Photo: BIRN

Academy of Sciences: Kosovo Too Slow in Documenting Serbian War Crimes

The Academy of Sciences and Arts of Kosovo said the country was late in properly identifying the crimes committed by Serbia in Kosovo during the war, as well as in compensating victims.

The Academy of Sciences and Arts of Kosovo on Friday at the conference named Genocide and massacres of Serbia in Kosovo (1998-1999)” discussed the massacres committed in Kosovo during the war.

The President of the Academy, Mehmet Kraja, declared that Kosovo was tardy in creating a well-equipped institute able to identify the crimes committed during the war in 1998-99.

“We all have empathy for this painful history of Kosovo.
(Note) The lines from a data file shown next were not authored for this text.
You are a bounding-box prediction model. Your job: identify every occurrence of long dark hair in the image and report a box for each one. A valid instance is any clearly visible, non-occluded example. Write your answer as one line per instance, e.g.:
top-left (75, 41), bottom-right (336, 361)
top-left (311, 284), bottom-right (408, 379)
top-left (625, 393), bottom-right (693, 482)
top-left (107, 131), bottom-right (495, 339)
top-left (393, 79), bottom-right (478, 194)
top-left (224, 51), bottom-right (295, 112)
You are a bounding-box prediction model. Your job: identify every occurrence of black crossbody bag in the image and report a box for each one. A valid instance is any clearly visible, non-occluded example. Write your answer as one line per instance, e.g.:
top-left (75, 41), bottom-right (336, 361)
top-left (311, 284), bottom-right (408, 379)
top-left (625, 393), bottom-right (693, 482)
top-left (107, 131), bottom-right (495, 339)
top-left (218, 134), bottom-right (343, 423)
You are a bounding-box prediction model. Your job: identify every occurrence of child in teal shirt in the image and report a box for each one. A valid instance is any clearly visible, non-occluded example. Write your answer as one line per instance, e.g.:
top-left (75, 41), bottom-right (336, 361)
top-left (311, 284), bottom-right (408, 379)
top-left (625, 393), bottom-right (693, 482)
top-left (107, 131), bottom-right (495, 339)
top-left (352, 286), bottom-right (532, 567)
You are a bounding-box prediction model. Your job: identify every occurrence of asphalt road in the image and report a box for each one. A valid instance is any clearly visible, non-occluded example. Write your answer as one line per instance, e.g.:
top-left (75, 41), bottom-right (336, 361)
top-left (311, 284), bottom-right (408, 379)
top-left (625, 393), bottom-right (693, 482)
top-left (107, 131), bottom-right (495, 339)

Regarding the identification of massacres with a genocidal background … we have done some things well, but we have been late in [creating] a well-equipped institute complete with professional staff, experts in criminology, lawyers and forensic experts,” he stated.

According to him, much of Kosovo’s work so far in this field is also at an amateur level.

“Our work so far has remained at the amateur level; we must go down from the level of folkloric interpretation of massacres and put things on a legal level, with solid evidence for the punishment of the perpetrators and compensation for the victims,” Kraja said.

He emphasized that the political parties have made a mistake by considering crimes and genocide a political argument.  According to him, the Special Court in The Hague has also taken on political attributes.

“Even the Special Court has taken on political attributes, emissaries have recently arrived here at the academy demanding that this institution take initiatives to suppress the court,” Kraja emphasized.

Academic and former PM Isa Mustafa spoke about the violent means that Serbia used to achieve its goals in cleansing Kosovo of Albanians.

“It is considered a special case since the Second World War that a state like Serbia, with manipulations for political purposes, organized and executed the expulsion of more than half of the Albanian population from Kosovo,” he said.

“Serbia destroyed Albanian structures by closing Albanian schools, and applied the lowest methods of humiliation to Albanian women. These were just a few actions that left behind thousands of victims, and there are still many missing,” he added.

According to him, Serbia even used Albanians as human shields to accompany military convoys, in violation of the Geneva Convention.

The former Prime Minister added that the death rate from February 1998 to June 1999 in Kosovo rose to 3.25 per thousand residents from 0.72 earlier.

He also spoke about Kosovo Special Chambers in Hague, stressing that it showed a regrettable tendency to equate crimes.

“There are tendencies to equate the crimes of the entire military mechanization of Serbia with a voluntary organization [in Kosovo] whose aim was to protect people’s  homes, which is beyond any logic,” added Mustafa.

Attending this conference was also Josef Martinsen, a Norwegian-born author based in Belgrade, who has collected arguments related to the crimes committed by Serbia in Kosovo during the war.

“During 18 months, over 10,000 people were killed and placed in 400 mass graves. If NATO had not intervened in Kosovo in March 1999, I think the majority of the Albanian population of Kosovo would probably be refugees all over the world,” he said.

According to him, the international community is still not using the proper term genocide in relation to the crimes committed in Kosovo.

“The international political and legal community has condemned the use of the term genocide for the crimes committed in Kosovo in 1998-99 where thousands of civilians were killed,” he added.

According to him, identification of victims in Kosovo has been a very difficult process, since Serbian forces took away all the documentation of the Albanians who were forcibly deported.

When UNMIK came to Kosovo, they did not have data on the population that would help work on a list of missing persons. They could not document who they were because Serbian forces had taken their documents by force.

Amor Masovic, head of the Bosnian Federation entity’s Commission for Missing Persons, drew parallels between Serbian crimes in Bosnia and Kosovo.

He said that both in Kosovo and in Bosnia, serious crimes were committed against civilians.

“The most macabre example of massacres carried out by the Serbs is the case of a Bosnian youth killed in 1995, when his body parts were found in several different cemeteries,” he said.

During the conference, stories of the survivors of the massacres in Kosovo were shown as well as testimonies from Serbs who had participated in various crimes.